The Hancock-Wood line crew has embraced the new automation. Frequently, linemen request the office to implement hot-line tags remotely, using the computer, because this saves them time and is more convenient. The hot-line tag sets an instantaneous curve to limit the arc flash hazard to workers and eliminate automatic reclosing of the circuit. The system provides feedback by confirming the hot-line tag is set.
One of the substations is located inside the fence of a steel galvanizing plant. It can take 20 to 30 minutes to get a visitor’s badge, and then the line crew must return later to push the button and restore the settings.
To date, the utility has implemented SCADA at 11 substations. This implementation will continue in conjunction with ongoing substation improvements and maintenance. Through Survalent software, an operator uses SCADA two to three times a day to control switches remotely. Most major open points (tie reclosers) are connected and Hancock-Wood can fully backfeed two substations now through remote control.

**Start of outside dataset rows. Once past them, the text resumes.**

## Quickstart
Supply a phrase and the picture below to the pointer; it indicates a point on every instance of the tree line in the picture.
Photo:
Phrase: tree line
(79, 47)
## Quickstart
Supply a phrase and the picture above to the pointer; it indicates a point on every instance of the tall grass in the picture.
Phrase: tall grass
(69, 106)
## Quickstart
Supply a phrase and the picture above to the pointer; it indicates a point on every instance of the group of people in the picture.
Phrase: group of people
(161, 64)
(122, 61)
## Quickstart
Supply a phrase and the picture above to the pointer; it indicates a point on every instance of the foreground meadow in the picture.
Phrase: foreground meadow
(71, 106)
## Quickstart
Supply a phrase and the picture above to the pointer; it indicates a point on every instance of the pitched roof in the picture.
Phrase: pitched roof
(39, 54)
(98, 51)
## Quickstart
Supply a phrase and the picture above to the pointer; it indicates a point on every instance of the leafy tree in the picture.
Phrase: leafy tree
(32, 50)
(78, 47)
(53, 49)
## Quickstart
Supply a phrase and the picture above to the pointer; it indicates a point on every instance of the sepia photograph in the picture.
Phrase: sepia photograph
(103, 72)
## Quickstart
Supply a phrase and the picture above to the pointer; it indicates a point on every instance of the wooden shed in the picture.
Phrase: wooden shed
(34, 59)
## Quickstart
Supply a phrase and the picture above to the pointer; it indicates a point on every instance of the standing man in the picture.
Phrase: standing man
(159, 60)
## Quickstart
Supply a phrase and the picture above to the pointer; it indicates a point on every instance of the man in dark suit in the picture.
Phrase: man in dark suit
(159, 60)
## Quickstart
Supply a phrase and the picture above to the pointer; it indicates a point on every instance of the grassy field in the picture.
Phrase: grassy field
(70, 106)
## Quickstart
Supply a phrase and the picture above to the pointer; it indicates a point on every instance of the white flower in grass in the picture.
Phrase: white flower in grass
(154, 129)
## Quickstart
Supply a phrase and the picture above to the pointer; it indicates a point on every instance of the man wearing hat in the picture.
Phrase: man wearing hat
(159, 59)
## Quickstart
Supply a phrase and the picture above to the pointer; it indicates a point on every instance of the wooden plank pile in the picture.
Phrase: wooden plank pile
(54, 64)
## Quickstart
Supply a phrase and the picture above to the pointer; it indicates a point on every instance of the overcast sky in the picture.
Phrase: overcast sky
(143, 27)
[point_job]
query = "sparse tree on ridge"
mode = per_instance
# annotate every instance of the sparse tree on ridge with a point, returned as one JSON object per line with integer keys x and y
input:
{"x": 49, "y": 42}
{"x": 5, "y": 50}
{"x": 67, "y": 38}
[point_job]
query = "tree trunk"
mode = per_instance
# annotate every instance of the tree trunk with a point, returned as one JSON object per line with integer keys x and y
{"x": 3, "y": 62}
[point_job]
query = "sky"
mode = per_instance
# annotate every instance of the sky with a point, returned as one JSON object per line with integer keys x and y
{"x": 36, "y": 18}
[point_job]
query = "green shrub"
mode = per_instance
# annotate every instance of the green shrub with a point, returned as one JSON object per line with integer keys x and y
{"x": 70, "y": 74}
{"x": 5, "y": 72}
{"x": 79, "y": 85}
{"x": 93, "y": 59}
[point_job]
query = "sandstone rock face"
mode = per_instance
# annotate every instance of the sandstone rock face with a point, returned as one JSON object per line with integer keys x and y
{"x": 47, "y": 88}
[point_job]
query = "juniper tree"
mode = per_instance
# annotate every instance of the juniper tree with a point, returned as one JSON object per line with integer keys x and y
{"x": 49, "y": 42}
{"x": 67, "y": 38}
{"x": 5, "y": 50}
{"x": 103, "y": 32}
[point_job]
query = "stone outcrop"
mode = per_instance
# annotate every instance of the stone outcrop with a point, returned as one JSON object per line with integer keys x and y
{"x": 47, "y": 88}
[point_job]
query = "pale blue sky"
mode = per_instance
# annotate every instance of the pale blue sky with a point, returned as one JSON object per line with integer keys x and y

There is no question DA has saved Hancock-Wood significant time. Engineering and operations personnel can now go to the pole directly in case of a fault, instead of first driving to the substation to set up a backfeed manually. Remotely, when 0 V is seen, SCADA is used to operate the switch at the substation and close a tie point to a different feed, restoring power. So far, the initiative to use a combination of SCADA and loop-scheme DA technology has reduced the co-op’s average resolution time per outage by an impressive 34 minutes per member. The improvements will continue as the project continues.
William Barnhart ([email protected]) is vice president of operations and engineering at Hancock-Wood Electric Cooperative. During his 17 years with the Hancock-Wood, he has managed numerous innovative projects, including the utility’s investment in innovative technology such as SCADA and distribution automation systems. Barnhart holds a BSEE degree and is completing his MBA degree.